Females can lay eggs in standing water almost immediately, and the eggs typically develop into flying adults in about 7 to 10 days, faster in hot weather. That's why emptying every water source once a week works: nothing survives long enough to reach the biting adult stage.
What is the most common mosquito breeding site in a backyard?
Plant pots and the saucers under them are the number-one backyard breeding site in NYC — nearly every saucer holds water after rain or watering. Clogged gutters, forgotten buckets, tarps that sag into pockets, and birdbaths are close behind. All of these are things you control, which is why source reduction is so effective.
What can I put in standing water I can't remove?
Use Bti (Bacillus thuringiensis israelensis), sold as Mosquito Dunks and Mosquito Bits. It's a naturally occurring bacterium that kills mosquito larvae but is safe for people, pets, fish, birds, and bees. Dunks slowly release for about 30 days in larger water like rain barrels and ponds; granular bits give a faster knockdown in small containers.
How often should I check for standing water?
Weekly from roughly May through September, plus an extra check within a day or two after any heavy rain, since storms refill everything you just emptied.
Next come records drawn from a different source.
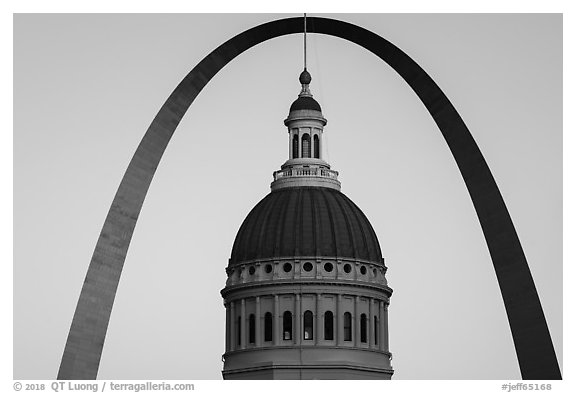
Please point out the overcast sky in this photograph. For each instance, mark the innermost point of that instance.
(86, 88)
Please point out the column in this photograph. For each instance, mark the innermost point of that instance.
(299, 144)
(243, 323)
(258, 323)
(317, 330)
(276, 321)
(311, 142)
(298, 319)
(231, 327)
(371, 323)
(338, 327)
(382, 327)
(356, 332)
(228, 332)
(385, 328)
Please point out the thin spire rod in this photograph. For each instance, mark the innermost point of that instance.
(304, 40)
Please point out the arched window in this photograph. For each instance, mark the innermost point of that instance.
(268, 326)
(239, 332)
(251, 329)
(306, 146)
(295, 146)
(363, 328)
(287, 325)
(308, 325)
(328, 325)
(347, 326)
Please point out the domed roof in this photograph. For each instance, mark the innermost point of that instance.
(305, 102)
(305, 222)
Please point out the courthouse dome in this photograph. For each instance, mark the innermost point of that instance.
(305, 222)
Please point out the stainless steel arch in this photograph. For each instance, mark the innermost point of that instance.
(532, 340)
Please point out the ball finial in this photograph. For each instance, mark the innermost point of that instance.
(305, 77)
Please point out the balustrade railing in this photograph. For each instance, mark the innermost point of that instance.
(305, 172)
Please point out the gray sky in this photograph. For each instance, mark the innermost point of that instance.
(86, 88)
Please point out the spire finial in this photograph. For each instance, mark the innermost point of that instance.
(304, 41)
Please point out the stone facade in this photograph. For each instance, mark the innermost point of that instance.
(306, 295)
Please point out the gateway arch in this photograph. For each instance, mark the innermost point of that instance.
(532, 341)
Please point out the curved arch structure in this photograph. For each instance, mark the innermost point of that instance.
(532, 340)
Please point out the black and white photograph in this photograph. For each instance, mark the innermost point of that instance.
(288, 196)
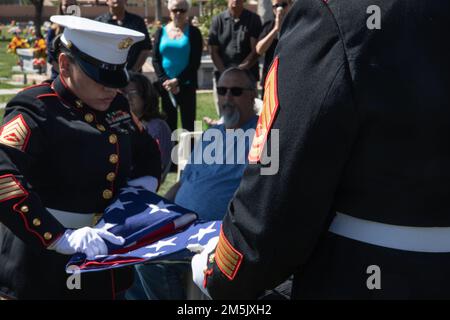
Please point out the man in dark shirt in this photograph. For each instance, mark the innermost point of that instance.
(117, 15)
(268, 38)
(233, 36)
(358, 106)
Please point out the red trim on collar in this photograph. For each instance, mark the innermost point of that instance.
(35, 86)
(47, 95)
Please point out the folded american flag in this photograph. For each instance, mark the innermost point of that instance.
(154, 229)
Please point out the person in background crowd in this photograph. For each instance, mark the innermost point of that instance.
(66, 150)
(144, 103)
(176, 59)
(207, 188)
(268, 38)
(54, 31)
(359, 207)
(232, 41)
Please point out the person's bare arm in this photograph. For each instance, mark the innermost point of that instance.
(143, 55)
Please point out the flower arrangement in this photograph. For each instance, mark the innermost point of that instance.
(17, 42)
(40, 48)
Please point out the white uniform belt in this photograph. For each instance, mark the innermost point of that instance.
(419, 239)
(74, 220)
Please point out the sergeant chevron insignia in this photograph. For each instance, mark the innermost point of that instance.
(267, 115)
(15, 133)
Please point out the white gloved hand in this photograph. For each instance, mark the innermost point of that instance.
(199, 263)
(147, 182)
(85, 240)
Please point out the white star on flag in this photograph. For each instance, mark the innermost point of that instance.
(161, 206)
(150, 255)
(117, 205)
(163, 243)
(203, 231)
(130, 189)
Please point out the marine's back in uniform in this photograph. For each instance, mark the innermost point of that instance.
(364, 131)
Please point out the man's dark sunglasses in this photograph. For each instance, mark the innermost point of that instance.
(282, 5)
(235, 91)
(178, 10)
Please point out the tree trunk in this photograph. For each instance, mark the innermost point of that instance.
(265, 10)
(38, 8)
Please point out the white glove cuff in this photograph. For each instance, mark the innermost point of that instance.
(147, 182)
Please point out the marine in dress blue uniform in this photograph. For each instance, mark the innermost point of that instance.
(61, 163)
(364, 179)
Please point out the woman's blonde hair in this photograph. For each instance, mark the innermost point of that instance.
(171, 3)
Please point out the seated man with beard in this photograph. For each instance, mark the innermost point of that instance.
(216, 166)
(209, 180)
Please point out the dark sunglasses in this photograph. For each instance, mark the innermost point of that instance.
(235, 91)
(282, 5)
(178, 10)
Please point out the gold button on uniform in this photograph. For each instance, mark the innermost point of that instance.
(107, 194)
(79, 104)
(113, 139)
(111, 176)
(89, 117)
(114, 158)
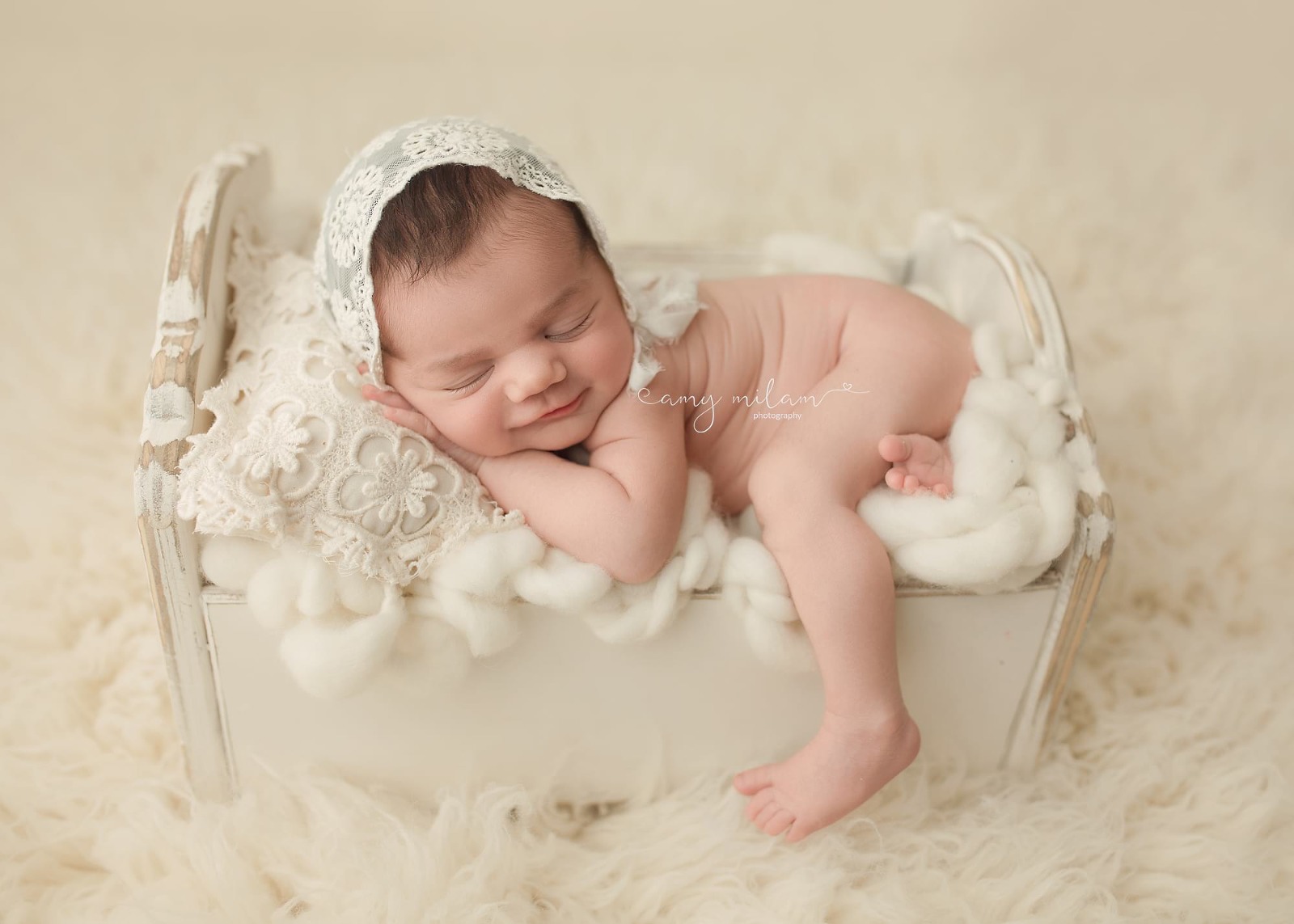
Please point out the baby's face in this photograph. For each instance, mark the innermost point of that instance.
(488, 351)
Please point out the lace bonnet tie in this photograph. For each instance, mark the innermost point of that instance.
(342, 277)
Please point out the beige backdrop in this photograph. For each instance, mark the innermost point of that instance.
(1148, 161)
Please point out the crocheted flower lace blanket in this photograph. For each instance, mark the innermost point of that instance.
(297, 454)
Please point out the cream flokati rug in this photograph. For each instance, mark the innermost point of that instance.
(1144, 161)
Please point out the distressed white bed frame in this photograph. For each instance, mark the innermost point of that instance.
(981, 674)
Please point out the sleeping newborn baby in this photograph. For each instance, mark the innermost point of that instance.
(504, 340)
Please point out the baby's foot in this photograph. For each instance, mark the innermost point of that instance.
(919, 463)
(845, 762)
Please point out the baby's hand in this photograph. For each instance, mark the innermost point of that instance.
(399, 411)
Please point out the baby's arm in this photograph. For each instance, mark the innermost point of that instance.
(623, 512)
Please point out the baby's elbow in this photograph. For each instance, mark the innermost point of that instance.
(641, 564)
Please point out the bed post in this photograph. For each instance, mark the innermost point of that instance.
(188, 357)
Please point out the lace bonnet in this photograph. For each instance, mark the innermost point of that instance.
(377, 174)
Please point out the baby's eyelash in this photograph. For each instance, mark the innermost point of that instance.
(465, 387)
(577, 329)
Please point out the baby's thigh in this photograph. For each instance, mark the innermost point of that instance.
(877, 387)
(912, 359)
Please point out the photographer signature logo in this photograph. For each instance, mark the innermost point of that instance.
(709, 403)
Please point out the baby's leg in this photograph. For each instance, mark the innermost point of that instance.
(806, 489)
(843, 588)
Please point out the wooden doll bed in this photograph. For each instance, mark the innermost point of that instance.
(983, 674)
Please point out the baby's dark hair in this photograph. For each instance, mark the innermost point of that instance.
(435, 219)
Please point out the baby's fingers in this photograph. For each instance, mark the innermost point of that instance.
(412, 420)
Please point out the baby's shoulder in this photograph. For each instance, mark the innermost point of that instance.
(638, 416)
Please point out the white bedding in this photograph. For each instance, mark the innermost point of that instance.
(1013, 513)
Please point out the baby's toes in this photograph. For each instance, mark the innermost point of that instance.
(776, 820)
(759, 801)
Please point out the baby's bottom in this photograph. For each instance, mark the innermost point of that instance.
(806, 489)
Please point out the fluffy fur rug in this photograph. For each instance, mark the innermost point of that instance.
(1145, 162)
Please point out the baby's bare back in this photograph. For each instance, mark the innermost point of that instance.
(763, 346)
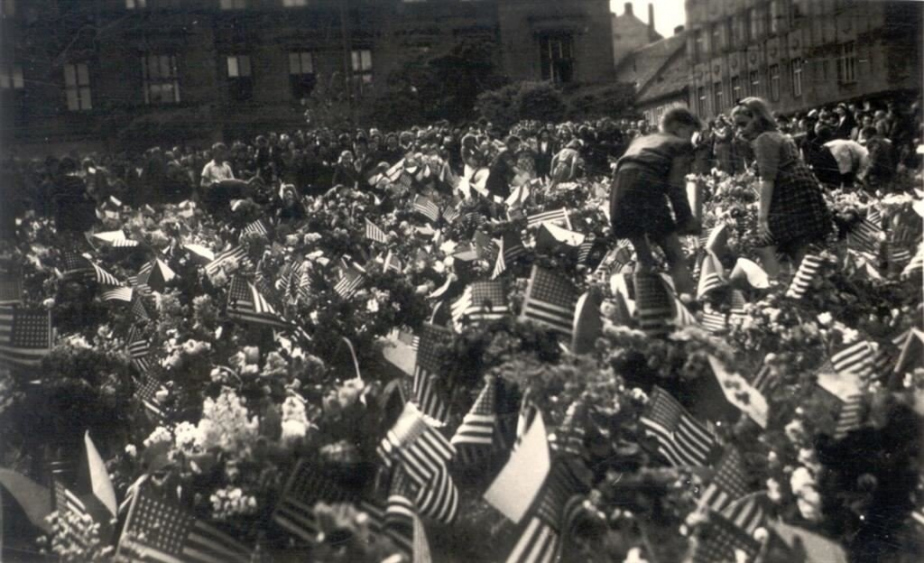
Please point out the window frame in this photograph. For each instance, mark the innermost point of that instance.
(80, 87)
(150, 81)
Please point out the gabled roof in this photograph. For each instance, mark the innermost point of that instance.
(644, 64)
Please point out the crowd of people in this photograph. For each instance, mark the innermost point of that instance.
(258, 315)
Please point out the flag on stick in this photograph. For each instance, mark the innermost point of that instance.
(682, 440)
(157, 530)
(550, 301)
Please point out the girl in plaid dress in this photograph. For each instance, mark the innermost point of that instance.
(793, 214)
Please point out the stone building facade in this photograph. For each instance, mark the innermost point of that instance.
(800, 54)
(77, 71)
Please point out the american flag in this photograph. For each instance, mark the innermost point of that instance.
(485, 301)
(474, 439)
(653, 304)
(103, 277)
(720, 539)
(10, 285)
(808, 271)
(236, 253)
(709, 278)
(353, 277)
(118, 294)
(682, 440)
(258, 227)
(865, 238)
(423, 453)
(855, 359)
(26, 335)
(541, 538)
(427, 208)
(156, 530)
(729, 483)
(557, 217)
(146, 394)
(373, 232)
(429, 392)
(139, 350)
(510, 250)
(550, 301)
(245, 304)
(307, 485)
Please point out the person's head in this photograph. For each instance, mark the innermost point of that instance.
(752, 117)
(679, 121)
(867, 134)
(219, 152)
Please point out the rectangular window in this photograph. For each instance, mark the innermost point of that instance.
(776, 16)
(240, 77)
(774, 83)
(717, 98)
(797, 78)
(556, 57)
(754, 89)
(736, 89)
(847, 63)
(362, 69)
(716, 44)
(301, 74)
(77, 87)
(161, 81)
(11, 77)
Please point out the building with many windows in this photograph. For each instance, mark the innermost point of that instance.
(801, 53)
(72, 71)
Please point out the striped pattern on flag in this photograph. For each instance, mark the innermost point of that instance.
(258, 227)
(550, 301)
(557, 217)
(808, 271)
(653, 304)
(162, 532)
(146, 394)
(245, 304)
(373, 232)
(26, 336)
(714, 321)
(864, 238)
(118, 294)
(234, 254)
(682, 440)
(720, 538)
(103, 277)
(350, 282)
(306, 486)
(427, 208)
(10, 285)
(729, 483)
(855, 359)
(474, 439)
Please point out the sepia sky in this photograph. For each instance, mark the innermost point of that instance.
(668, 13)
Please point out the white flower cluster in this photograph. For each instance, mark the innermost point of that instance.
(230, 502)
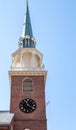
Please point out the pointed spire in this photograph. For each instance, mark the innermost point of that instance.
(27, 27)
(27, 40)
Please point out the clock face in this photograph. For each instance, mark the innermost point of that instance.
(27, 105)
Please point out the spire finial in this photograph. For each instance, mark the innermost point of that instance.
(27, 39)
(27, 27)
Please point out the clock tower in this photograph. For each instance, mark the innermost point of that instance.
(27, 82)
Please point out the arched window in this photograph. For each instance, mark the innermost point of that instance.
(27, 85)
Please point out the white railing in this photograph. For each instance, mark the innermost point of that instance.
(27, 69)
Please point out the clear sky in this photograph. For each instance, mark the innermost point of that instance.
(54, 27)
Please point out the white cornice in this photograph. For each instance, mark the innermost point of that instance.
(27, 73)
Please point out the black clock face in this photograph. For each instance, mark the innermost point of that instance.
(27, 105)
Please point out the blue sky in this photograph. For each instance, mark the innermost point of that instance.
(54, 27)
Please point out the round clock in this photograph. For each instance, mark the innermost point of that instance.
(27, 105)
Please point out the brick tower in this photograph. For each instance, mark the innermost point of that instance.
(27, 82)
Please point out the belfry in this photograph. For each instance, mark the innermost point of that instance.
(27, 77)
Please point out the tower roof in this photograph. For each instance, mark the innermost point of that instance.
(27, 40)
(27, 27)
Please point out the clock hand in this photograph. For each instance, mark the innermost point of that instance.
(30, 106)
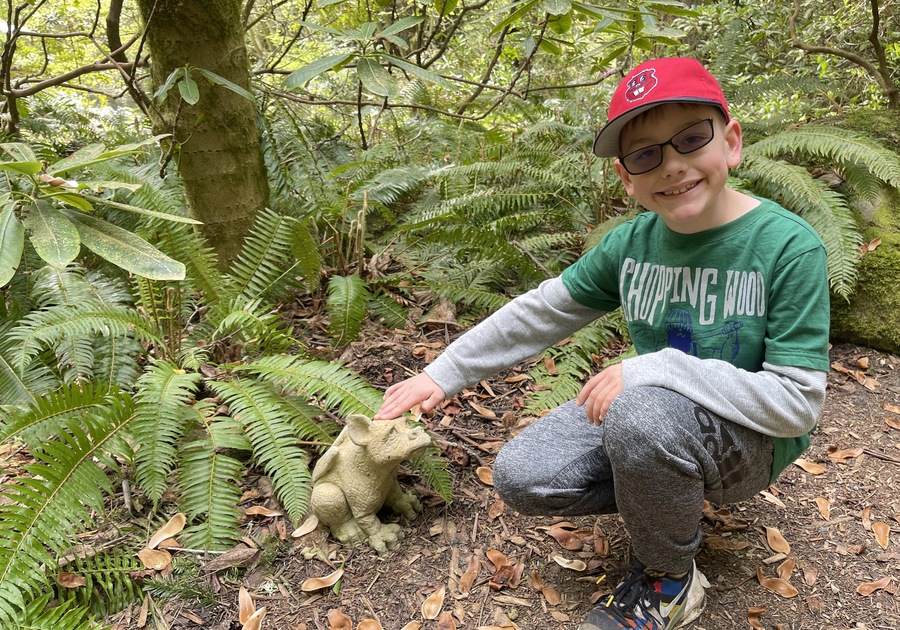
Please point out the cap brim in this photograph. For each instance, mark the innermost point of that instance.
(606, 144)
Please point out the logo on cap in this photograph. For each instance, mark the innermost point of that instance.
(641, 84)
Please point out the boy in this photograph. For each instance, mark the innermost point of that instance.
(726, 298)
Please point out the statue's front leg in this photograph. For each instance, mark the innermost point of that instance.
(381, 537)
(405, 503)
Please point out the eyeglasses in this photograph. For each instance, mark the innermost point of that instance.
(686, 141)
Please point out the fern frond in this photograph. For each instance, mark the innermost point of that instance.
(332, 385)
(838, 146)
(62, 489)
(348, 299)
(66, 616)
(265, 265)
(824, 209)
(258, 326)
(44, 328)
(431, 466)
(273, 439)
(108, 584)
(209, 480)
(21, 386)
(163, 395)
(44, 417)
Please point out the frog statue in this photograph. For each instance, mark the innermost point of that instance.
(357, 475)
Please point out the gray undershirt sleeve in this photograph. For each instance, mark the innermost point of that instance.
(524, 327)
(781, 401)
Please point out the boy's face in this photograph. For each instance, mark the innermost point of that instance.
(687, 190)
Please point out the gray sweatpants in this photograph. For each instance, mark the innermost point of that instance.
(654, 460)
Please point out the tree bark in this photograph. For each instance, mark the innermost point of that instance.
(218, 140)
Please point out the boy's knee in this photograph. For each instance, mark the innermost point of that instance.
(641, 420)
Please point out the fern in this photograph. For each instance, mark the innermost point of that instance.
(260, 271)
(108, 586)
(348, 299)
(332, 385)
(825, 210)
(164, 393)
(209, 480)
(61, 491)
(40, 615)
(274, 441)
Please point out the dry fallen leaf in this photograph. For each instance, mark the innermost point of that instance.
(155, 559)
(338, 620)
(486, 475)
(432, 605)
(867, 588)
(866, 520)
(574, 565)
(841, 456)
(824, 506)
(882, 533)
(776, 541)
(310, 524)
(468, 578)
(169, 530)
(246, 607)
(446, 621)
(568, 537)
(315, 584)
(810, 467)
(776, 585)
(753, 615)
(258, 510)
(255, 620)
(67, 579)
(786, 569)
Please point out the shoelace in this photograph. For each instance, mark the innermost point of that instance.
(634, 589)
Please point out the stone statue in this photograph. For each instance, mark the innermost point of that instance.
(357, 475)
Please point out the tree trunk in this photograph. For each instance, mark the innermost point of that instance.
(218, 156)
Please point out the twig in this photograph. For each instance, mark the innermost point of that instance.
(883, 456)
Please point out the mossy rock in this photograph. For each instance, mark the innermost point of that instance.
(872, 315)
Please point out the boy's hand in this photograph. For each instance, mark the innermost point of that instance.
(600, 391)
(403, 396)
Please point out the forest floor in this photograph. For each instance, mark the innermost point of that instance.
(838, 518)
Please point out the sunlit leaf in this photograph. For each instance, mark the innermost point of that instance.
(810, 467)
(776, 585)
(53, 235)
(824, 506)
(169, 530)
(867, 588)
(155, 559)
(882, 533)
(12, 240)
(315, 584)
(301, 76)
(125, 249)
(574, 565)
(375, 78)
(246, 607)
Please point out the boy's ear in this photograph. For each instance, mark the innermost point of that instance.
(734, 143)
(625, 176)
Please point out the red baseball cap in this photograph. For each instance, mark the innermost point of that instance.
(652, 83)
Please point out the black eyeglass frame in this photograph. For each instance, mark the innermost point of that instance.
(670, 142)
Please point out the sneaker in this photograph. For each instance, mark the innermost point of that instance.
(646, 600)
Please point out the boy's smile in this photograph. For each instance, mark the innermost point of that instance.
(688, 190)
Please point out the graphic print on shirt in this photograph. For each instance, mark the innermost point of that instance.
(690, 308)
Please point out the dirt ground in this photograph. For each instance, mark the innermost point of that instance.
(840, 520)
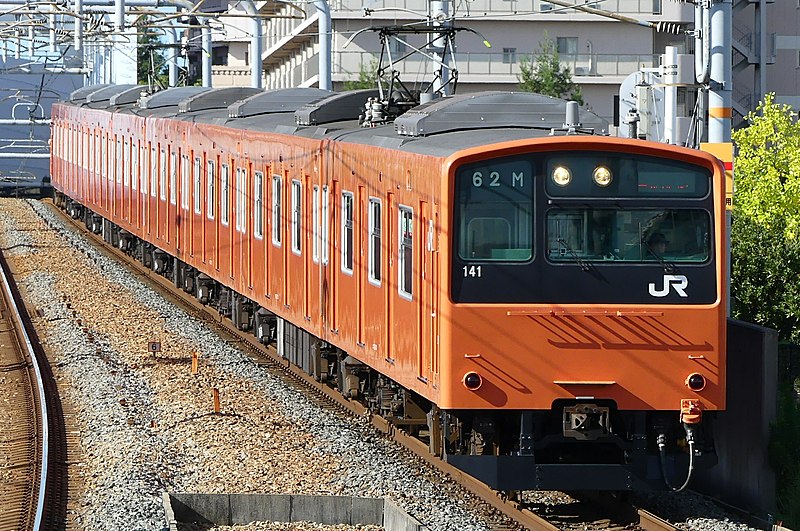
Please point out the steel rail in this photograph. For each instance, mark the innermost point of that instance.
(13, 303)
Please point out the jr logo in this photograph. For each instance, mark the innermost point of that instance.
(678, 282)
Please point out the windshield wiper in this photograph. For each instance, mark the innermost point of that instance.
(581, 261)
(669, 267)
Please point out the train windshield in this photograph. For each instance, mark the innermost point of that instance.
(632, 235)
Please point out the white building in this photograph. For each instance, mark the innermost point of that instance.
(600, 51)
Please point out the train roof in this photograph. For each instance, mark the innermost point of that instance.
(438, 128)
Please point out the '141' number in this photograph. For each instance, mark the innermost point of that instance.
(472, 271)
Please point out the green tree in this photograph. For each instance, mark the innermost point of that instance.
(765, 266)
(151, 64)
(546, 75)
(765, 234)
(367, 77)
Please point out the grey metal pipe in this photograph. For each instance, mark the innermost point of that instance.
(325, 29)
(78, 25)
(119, 15)
(206, 53)
(702, 43)
(256, 33)
(172, 61)
(51, 21)
(720, 93)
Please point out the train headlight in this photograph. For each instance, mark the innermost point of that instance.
(562, 176)
(696, 382)
(472, 381)
(602, 176)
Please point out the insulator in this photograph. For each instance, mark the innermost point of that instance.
(669, 27)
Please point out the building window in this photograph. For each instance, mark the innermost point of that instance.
(241, 200)
(276, 210)
(405, 253)
(375, 241)
(224, 191)
(567, 47)
(219, 56)
(258, 207)
(197, 182)
(347, 232)
(297, 199)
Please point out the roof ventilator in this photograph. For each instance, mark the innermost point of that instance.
(572, 124)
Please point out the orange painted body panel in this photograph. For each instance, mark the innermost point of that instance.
(639, 356)
(528, 354)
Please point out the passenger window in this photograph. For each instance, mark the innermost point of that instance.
(258, 208)
(163, 175)
(375, 240)
(173, 178)
(347, 232)
(405, 254)
(210, 197)
(276, 210)
(197, 181)
(224, 175)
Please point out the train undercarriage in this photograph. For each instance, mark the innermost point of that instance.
(575, 445)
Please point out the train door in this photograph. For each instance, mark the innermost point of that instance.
(258, 265)
(210, 225)
(405, 310)
(172, 207)
(197, 208)
(432, 243)
(374, 305)
(126, 180)
(333, 245)
(324, 250)
(247, 231)
(152, 200)
(117, 187)
(359, 241)
(313, 303)
(346, 310)
(183, 222)
(391, 230)
(161, 212)
(425, 310)
(275, 253)
(308, 245)
(236, 249)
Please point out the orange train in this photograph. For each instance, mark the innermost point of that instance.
(544, 304)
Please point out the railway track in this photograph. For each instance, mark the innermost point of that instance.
(522, 517)
(32, 431)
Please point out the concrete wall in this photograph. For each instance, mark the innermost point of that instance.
(743, 476)
(232, 509)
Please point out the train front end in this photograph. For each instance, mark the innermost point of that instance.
(583, 341)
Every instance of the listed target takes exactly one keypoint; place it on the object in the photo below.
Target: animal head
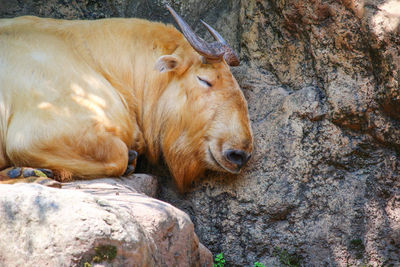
(203, 115)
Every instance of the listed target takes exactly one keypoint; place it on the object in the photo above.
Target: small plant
(219, 260)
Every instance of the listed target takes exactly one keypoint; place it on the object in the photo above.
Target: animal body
(77, 96)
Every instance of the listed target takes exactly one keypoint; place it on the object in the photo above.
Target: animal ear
(167, 63)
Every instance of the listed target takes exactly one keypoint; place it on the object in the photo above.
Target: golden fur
(76, 95)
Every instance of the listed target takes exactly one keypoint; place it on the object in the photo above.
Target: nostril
(237, 157)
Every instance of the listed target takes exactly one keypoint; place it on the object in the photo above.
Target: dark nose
(237, 157)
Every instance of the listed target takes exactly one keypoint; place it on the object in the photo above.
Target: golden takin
(81, 99)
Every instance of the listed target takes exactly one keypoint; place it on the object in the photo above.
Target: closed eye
(204, 82)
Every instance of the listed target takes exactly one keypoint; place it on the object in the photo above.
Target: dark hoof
(14, 173)
(132, 155)
(49, 183)
(129, 170)
(49, 173)
(29, 172)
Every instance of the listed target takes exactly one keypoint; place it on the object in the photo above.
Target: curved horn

Do your most thorough audit in April, before mosquito season ramps up, to eliminate early broods before they multiply into the late-summer swarm.
What if my neighbor's yard has standing water?
Because NYC's tiger mosquitoes rarely travel more than about 150 feet, a neighbor's breeding sites become your problem. Talk to them first if you can — coordinating adjacent yards is the most effective move. For abandoned properties or unresponsive owners, call 311 or file online to report standing water; the city follows up on complaints.